Still leaves a bad taste in my mouth (you can't have two on the same element,
for example. unless you can whitespace-separate them? and still, what if your
value contains a colon?), but I guess less so.

------
artificialidiot
At least it doesn't look actively harmful to what we already have.

------
thenerdfiles
Who cares ? Templates are JSON data anyway, in well-established meta-media
domains: [http://schema.org/AssessAction](http://schema.org/AssessAction)

All you end up arguing for is how well your Text Editor implements things like
git or LightTable watches over text objects.

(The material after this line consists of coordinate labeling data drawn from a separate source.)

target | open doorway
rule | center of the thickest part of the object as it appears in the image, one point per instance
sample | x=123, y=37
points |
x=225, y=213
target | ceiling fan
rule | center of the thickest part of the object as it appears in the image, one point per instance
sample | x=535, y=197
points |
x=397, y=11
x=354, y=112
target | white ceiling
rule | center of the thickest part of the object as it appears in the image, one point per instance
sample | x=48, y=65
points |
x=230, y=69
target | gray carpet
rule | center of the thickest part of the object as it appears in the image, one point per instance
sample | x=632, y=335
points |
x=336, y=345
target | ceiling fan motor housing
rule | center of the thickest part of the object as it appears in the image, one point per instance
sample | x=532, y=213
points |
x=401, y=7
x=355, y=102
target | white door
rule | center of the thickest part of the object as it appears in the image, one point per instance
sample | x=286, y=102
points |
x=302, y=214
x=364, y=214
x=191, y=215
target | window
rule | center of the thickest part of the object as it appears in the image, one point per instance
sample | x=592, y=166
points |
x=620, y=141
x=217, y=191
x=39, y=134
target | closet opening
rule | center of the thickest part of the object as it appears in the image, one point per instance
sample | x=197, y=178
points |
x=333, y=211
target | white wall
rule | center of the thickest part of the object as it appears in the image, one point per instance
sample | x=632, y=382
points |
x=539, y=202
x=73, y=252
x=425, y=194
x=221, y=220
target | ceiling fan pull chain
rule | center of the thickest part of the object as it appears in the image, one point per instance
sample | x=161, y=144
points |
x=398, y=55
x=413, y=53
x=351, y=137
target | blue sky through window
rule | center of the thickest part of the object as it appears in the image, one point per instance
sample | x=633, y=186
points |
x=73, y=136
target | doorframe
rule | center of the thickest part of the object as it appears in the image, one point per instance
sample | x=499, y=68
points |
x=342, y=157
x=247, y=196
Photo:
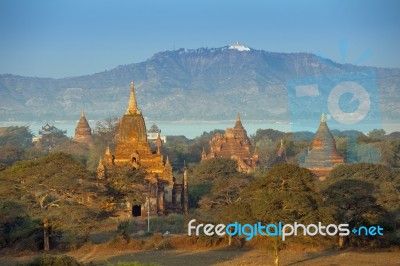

Sublime text, for example, only gives a deprecated Skeumorph of the microwave
when in Find/Replace mode. Compare this to vim/Fuf,Unite, the fact that in
this eco system one also discovers Gundo, grep, etc. easily pluggable within
this system. Don't do any of it __at__ compilation, so who wholly cares? (Holy
C, anyone?)

Vim enables enhanced Python (mocka chaining permutations of tags, WebObjects)
development along with things things like Zen Coding and haml linters, which
do we decide; does it matter today, tomorrow? And what have you learn'd in the
meantime ?

I for one welcome our COBOL Overlords: [https://github.com/eevee/project-
euler/blob/master/heteroglo...](https://github.com/eevee/project-
euler/blob/master/heteroglot/015.cob)